No início de fevereiro, o Ministério da Saúde colocou em prática a transição da insulina humana NPH para a glargina no SUS. A mudança tem como objetivo aumentar a estabilidade glicêmica e facilitar a adesão ao tratamento. O avanço é apresentado como uma melhoria no cuidado aos pacientes com diabetes.

A glargina é fabricada para liberação lenta e contínua, com duração de 18 a 24 horas. Isso reduz a necessidade de reaplicações ao longo do dia e evita picos de ação, segundo o endocrinologista Gustavo Daher, do Einstein Hospital.

Daher explica que a nova versão atua de forma gradual, começando a agir em uma a duas horas. A liberação contínua diminui o risco de hipoglicemia, sobretudo em pacientes que dependem de insulina diariamente.

Avanço no SUS

A introdução de análogos de insulina na rede pública é vista como ganho significativo. A iniciativa visa ampliar o controle glicêmico entre os pacientes atendidos pelo SUS. O custo médio por caneta varia entre R$ 70 e R$ 150, dependendo do tipo.

O projeto-piloto teve início em Amapá, Paraná, Paraíba e Distrito Federal. Crianças e adolescentes com diabetes tipo 1 até 17 anos, além de idosos com 80 anos ou mais com diabetes tipo 1 ou 2, são contemplados nessa primeira etapa.

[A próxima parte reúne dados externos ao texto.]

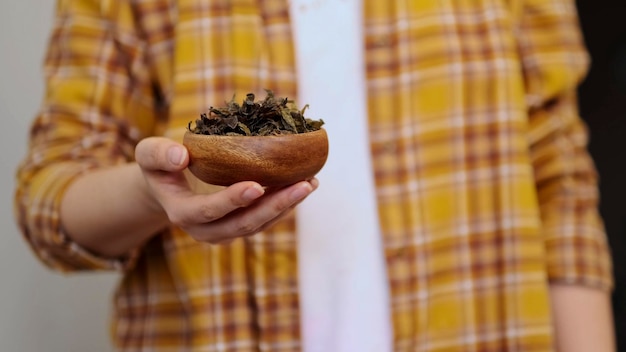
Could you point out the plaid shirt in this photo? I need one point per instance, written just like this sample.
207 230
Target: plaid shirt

Mais de 50 mil pessoas devem ser atendidas inicialmente, conforme estimativa do Ministério da Saúde. Profissionais da atenção primária recebem treinamento para orientar o uso da insulina e das canetas aplicadoras.

Desdobramentos e perspectivas

Após a avaliação do piloto, a expectativa é expandir gradualmente o uso da glargina para outros estados. O Brasil enfrenta o diabetes como problema de saúde pública, com estimativas entre 10% e 15% da população vivendo com a doença.

Especialistas alertam que a base de diagnóstico ainda é incompleta no país. Globalmente, cerca de 50% das pessoas com diabetes não possuem diagnóstico, o que pode impactar futuras políticas públicas.